A lawsuit has not been filed by Pomerantz, a law firm official confirmed. The firm recently grabbed a headline in Law360.com for negotiating a $26.3 million settlement with Deutsche Bank, resolving allegations that it had mishandled the bank’s “bad actors,” such as Jeffrey Epstein, the now disgraced and deceased financier.
Mine discussed for decades
A critical minerals mine in southeast Nebraska has been discussed for at least five decades, and NioCorp is led by an executive, Mark A. Smith, who was involved in Molycorp, a firm that had explored the Elk Creek project 30 years ago.
But attracting the estimated $1.2 billion in investments to get the deep-rock mine off and running has proven to be challenging. At one time, Smith had said that fund raising for the Elk Creek Superalloy Materials Project would be completed by 2018.
Dozens of Nebraskanas have invested in the project, placing a high-risk bet that the project will become reality. It has been promoted as creating 450 jobs with an annual payroll exceeding $1 billion.
The mine would extract and process niobium, scandium and titanium, minerals used to harden steel, make aluminum stronger and employed as a pigment in paint.
Fulton said he remains optimistic about the project, while acknowledging that it is not a sure thing.
Consultant says mine is ‘a real long shot’
One consultant on rare earth and critical minerals, David Hammond of Highlands Ranch, Colorado, told the Nebraska Examiner he still considers the Nebraska mine “a real long shot.”

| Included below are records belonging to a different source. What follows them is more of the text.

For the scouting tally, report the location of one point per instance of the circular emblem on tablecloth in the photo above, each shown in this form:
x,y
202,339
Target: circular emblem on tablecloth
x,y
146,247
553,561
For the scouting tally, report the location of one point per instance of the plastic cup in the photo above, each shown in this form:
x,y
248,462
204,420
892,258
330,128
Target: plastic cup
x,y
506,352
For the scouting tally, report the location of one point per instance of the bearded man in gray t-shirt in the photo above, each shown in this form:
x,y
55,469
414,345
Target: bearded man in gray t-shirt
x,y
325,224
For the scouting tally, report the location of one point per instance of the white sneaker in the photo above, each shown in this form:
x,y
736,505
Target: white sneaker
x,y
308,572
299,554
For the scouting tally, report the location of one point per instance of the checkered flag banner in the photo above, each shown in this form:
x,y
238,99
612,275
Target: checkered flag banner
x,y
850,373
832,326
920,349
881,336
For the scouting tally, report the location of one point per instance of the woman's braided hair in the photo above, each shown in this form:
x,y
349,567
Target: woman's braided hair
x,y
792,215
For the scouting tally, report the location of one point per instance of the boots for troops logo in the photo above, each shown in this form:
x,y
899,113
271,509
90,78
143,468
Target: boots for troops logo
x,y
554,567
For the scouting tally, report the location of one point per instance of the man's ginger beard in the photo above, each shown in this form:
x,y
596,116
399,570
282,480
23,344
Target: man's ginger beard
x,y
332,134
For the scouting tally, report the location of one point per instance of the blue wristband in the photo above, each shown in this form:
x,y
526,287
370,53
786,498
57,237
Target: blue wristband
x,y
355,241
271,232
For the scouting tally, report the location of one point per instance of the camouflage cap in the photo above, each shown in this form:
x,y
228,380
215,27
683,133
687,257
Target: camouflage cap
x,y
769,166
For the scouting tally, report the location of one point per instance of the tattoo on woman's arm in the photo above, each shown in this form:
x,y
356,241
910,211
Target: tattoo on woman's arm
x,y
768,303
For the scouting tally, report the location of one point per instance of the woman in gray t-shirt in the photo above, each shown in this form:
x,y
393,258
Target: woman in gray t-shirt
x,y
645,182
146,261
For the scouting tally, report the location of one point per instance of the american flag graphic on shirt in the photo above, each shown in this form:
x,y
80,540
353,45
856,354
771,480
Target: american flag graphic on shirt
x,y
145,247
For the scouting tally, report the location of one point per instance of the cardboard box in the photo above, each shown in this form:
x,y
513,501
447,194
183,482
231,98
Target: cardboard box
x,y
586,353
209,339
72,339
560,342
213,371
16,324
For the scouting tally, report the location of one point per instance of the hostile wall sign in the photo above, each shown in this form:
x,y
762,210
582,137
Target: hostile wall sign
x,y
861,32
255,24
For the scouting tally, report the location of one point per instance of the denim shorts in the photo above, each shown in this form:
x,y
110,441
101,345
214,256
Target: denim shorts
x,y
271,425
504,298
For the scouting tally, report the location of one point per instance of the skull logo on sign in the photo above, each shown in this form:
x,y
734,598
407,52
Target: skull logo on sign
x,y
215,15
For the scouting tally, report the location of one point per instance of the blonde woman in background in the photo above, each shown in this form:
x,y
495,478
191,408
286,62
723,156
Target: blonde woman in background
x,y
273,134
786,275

“If I had to bet money, I’d bet a year’s worth of my retirement that this thing will never produce a single ounce, kilogram or ton of any product,” Hammond said.
Mining, in general, is a “high-risk game,” he said, and extracting rare earth minerals is difficult and expensive. Hammond said he questions whether the mine can be financially viable.

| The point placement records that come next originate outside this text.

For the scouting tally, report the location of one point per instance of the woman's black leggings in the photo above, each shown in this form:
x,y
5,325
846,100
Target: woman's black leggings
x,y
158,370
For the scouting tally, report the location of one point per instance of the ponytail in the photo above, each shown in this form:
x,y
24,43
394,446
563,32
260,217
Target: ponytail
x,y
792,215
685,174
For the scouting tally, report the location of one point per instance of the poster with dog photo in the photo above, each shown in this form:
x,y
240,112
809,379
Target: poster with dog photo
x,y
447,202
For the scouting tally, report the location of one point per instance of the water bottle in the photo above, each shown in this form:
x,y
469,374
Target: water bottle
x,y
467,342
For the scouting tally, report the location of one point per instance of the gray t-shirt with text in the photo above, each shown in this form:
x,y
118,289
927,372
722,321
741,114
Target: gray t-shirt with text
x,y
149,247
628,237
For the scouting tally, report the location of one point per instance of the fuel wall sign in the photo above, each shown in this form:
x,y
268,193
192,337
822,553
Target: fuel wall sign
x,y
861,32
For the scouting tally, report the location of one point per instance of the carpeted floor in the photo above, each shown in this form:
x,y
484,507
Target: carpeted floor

NioCorp, on Sept. 26, announced that it would be unable to meet a Sept. 28 deadline to file its annual financial report with the Ontario Securities Commission as well as the U.S. Securities and Exchange Commission. The announcement sent NioCorp’s stock value down by 40 cents a share.
The company blamed the missed deadline on the complexity of integrating its accounting systems with GX Acquisitions Corp., a firm NioCorp combined with to gain access to the NASDAQ stock exchange and to attract additional investment.

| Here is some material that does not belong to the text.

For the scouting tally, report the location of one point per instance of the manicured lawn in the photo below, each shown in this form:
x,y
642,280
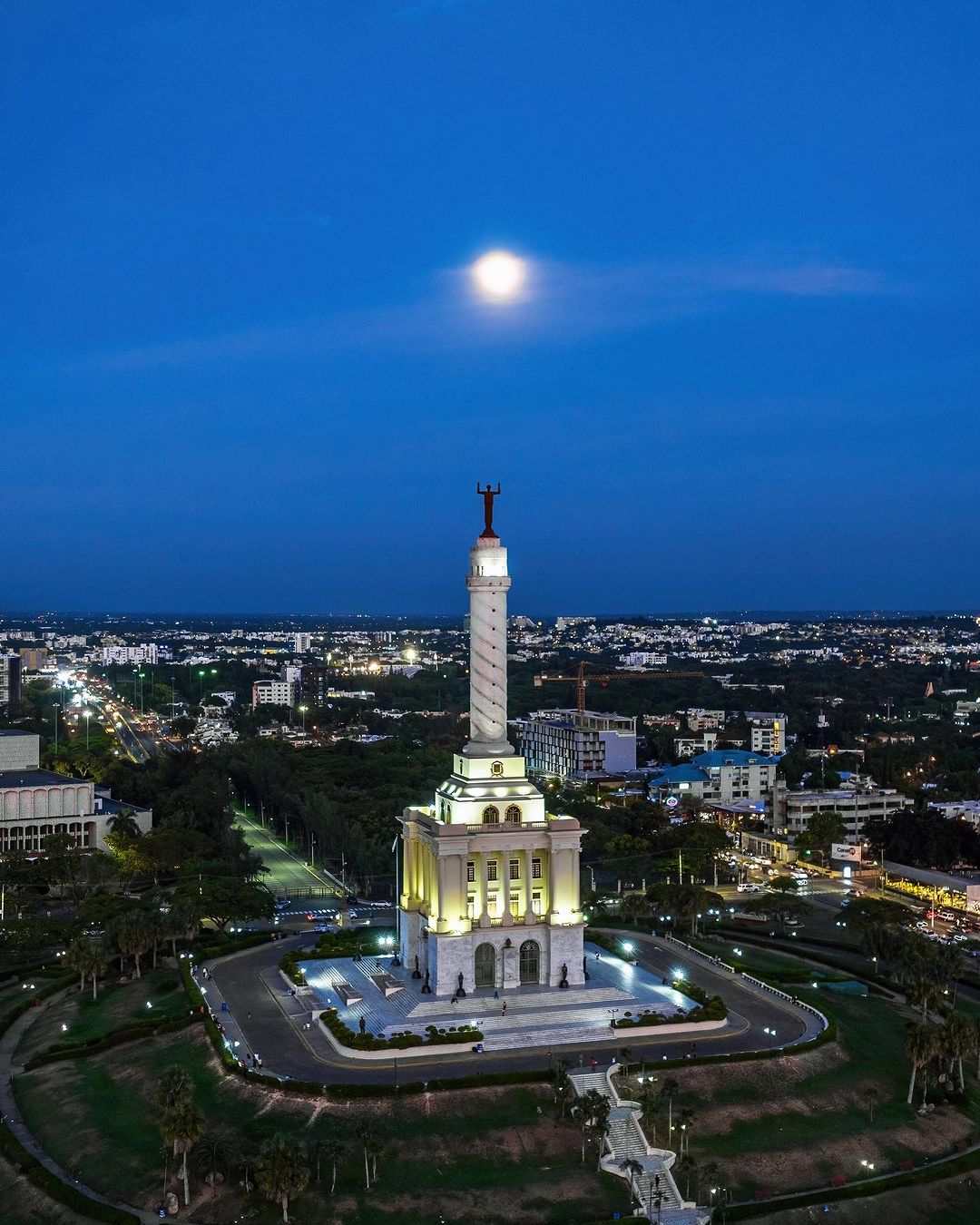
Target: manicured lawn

On Oct. 6, NioCorp announced that it had filed its annual financial statement.
Sims said the company is now focused on seeking $800 million in financing via the U.S. Export Bank and its “Make More in America” program.
That program is part of a larger effort by President Joe Biden to increase U.S. production of critical minerals, and make American less dependent on foreign sources, including China.
In September, the Biden Administration announced that it will invest up to $150 million to advance production and refining of critical minerals and materials here in the United States.
In January, the Administration also provided a $700 million loan for a mine in Nevada to produce lithium, a critical element in the production of batteries for electric cars.
Sims said that those announcements, and growing concerns about American produced resources, has produced a “bullish signal” about the need for projects like Elk Creek.